I turned to look at him. His jaw was tight. His eyes fixed on Emma's headstone, on the little carved angel with its folded wings.

"Rebecca carried hers alone. For seven years." His jaw tightened. "And it turned into something that consumed her. Something that burned down everything it touched."

"Garrett."

"I carried mine alone too. After Emma." He paused. Swallowed hard. "I thought that's just what you did. You buried the grief somewhere deep and you kept moving and you didn't let anyone see how much it was eating you alive."

I squeezed his hand. Waited for him to find the rest of the words.

“I don't want to do that anymore." He turned to face me. Something fierce in his gray-blue eyes, like he'd made a decision and he wasn't going to back down from it.

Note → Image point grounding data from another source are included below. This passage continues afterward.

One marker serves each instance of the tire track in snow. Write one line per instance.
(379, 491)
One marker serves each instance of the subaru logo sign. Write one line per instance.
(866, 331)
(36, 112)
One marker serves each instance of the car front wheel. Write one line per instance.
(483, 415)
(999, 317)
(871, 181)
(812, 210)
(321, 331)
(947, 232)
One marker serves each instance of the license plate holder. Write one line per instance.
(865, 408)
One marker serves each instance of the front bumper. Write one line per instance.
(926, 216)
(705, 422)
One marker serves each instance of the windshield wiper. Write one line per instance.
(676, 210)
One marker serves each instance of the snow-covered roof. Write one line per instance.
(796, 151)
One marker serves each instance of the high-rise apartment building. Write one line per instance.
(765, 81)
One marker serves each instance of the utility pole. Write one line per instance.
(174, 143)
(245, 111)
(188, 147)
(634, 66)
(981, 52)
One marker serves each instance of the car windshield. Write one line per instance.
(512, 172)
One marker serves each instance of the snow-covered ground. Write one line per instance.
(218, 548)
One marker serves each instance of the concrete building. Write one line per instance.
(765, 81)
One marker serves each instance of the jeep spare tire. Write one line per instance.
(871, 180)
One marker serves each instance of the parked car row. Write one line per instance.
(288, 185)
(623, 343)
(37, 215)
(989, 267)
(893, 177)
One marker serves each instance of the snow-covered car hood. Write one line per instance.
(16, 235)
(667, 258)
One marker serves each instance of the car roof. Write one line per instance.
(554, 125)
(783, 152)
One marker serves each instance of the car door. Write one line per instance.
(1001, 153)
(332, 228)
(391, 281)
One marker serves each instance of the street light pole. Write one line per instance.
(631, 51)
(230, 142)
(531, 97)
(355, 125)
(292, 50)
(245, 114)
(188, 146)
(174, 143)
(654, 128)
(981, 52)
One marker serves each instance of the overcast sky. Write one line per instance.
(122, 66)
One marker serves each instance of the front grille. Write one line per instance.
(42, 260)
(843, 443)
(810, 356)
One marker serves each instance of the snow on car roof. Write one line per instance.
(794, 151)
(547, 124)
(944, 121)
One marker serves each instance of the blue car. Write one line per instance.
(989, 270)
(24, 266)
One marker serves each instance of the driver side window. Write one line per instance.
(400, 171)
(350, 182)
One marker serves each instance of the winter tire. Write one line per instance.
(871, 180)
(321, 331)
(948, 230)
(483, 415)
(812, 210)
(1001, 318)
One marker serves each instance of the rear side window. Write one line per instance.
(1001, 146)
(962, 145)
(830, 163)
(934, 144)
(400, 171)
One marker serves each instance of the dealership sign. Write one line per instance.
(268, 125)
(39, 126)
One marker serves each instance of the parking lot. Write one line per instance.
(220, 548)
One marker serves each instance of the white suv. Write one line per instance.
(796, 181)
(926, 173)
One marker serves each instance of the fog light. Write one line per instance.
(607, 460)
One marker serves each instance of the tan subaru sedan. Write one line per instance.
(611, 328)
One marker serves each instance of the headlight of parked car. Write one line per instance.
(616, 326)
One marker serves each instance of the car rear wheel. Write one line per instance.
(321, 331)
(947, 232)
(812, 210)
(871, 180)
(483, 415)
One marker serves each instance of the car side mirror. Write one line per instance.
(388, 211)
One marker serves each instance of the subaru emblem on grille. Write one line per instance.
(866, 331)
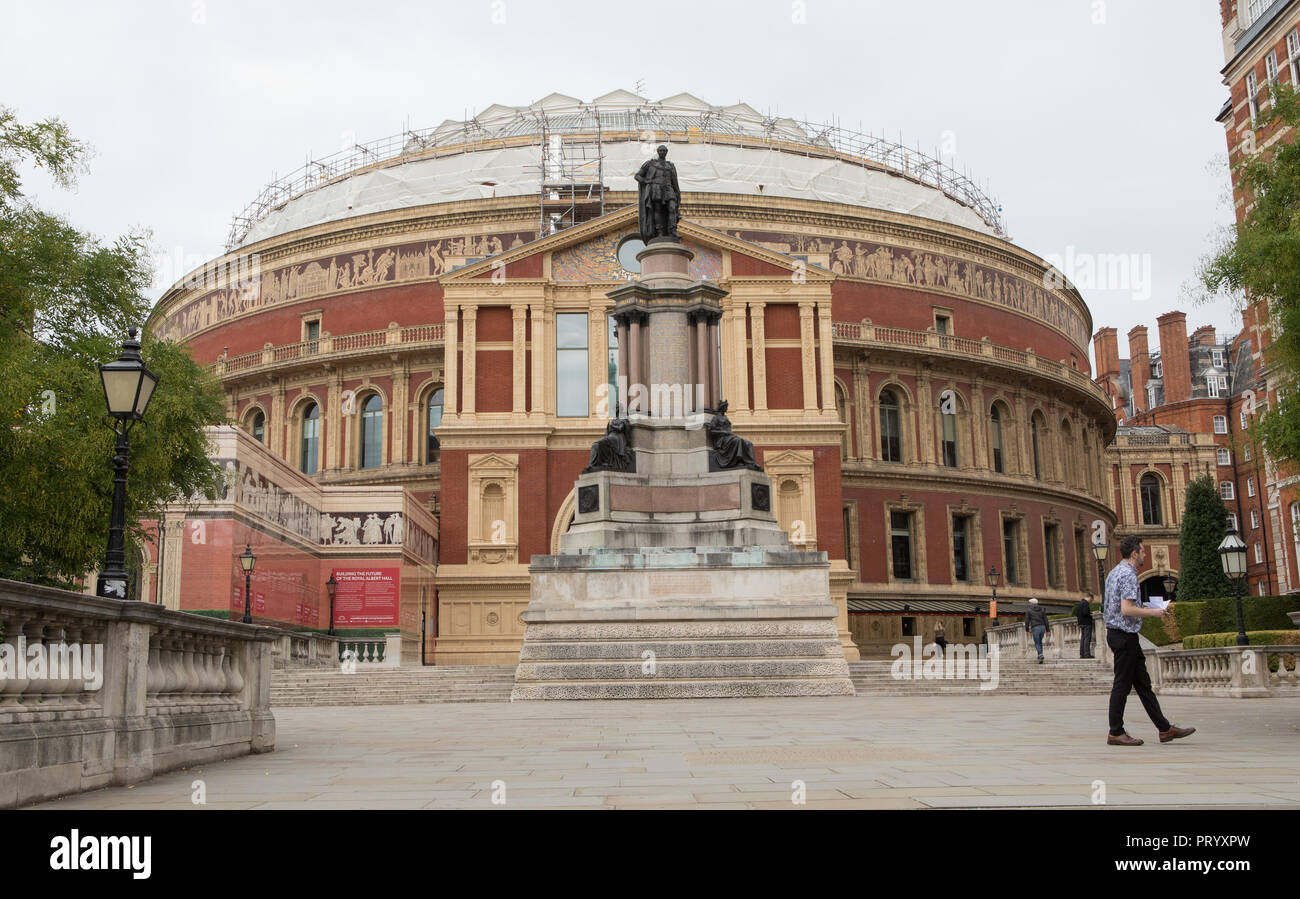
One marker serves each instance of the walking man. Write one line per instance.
(1123, 616)
(1036, 622)
(1083, 613)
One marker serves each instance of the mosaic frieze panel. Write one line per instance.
(598, 260)
(389, 265)
(859, 259)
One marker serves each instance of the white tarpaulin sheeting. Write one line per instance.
(701, 168)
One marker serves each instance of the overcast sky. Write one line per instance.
(1091, 121)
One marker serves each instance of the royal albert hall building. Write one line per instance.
(430, 311)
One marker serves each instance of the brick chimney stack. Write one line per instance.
(1139, 365)
(1174, 357)
(1105, 350)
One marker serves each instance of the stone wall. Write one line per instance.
(100, 691)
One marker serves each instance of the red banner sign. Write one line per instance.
(365, 596)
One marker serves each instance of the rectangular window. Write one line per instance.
(961, 570)
(1009, 552)
(900, 542)
(571, 382)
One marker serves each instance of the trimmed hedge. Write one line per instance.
(1256, 637)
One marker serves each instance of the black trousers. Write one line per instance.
(1131, 674)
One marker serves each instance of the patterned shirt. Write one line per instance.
(1121, 583)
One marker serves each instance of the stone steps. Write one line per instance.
(692, 659)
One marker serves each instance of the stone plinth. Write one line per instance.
(674, 581)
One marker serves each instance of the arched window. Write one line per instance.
(948, 428)
(1149, 490)
(891, 428)
(996, 439)
(1036, 435)
(258, 426)
(372, 431)
(434, 418)
(311, 438)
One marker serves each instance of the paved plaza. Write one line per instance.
(849, 752)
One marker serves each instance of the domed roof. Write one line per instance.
(506, 151)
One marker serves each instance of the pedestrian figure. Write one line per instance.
(1036, 624)
(1083, 612)
(1123, 613)
(940, 641)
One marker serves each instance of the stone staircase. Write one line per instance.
(1015, 677)
(784, 656)
(391, 686)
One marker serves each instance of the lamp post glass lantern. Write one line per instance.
(247, 560)
(128, 389)
(1233, 557)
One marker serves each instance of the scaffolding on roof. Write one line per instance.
(583, 129)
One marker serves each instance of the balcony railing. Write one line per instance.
(866, 334)
(362, 342)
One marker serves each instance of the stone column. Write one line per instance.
(807, 356)
(469, 359)
(715, 383)
(623, 361)
(519, 311)
(827, 341)
(759, 350)
(450, 361)
(541, 318)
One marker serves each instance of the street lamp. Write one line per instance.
(247, 560)
(1233, 557)
(1100, 550)
(330, 586)
(128, 389)
(992, 607)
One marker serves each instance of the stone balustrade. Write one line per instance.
(100, 691)
(371, 651)
(1240, 672)
(303, 650)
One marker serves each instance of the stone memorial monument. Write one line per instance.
(675, 580)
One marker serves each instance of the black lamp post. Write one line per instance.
(993, 577)
(128, 389)
(1100, 550)
(1233, 557)
(247, 560)
(330, 586)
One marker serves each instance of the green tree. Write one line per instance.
(65, 304)
(1204, 526)
(1262, 260)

"I want to remember them properly. Rebecca. Emma." His voice roughened, cracking on the edges.

"Our baby. The one we never got to meet."

My throat tightened. The grief I'd carried for so long, hidden behind work and ambition and the wall I'd built around my heart, surged up without warning.

In my chest. In my eyes. In the way my breath caught.

"We never mourned her." Garrett's voice was quiet now. Certain. "Never got to grieve together. Never got to say goodbye to the future we'd been planning."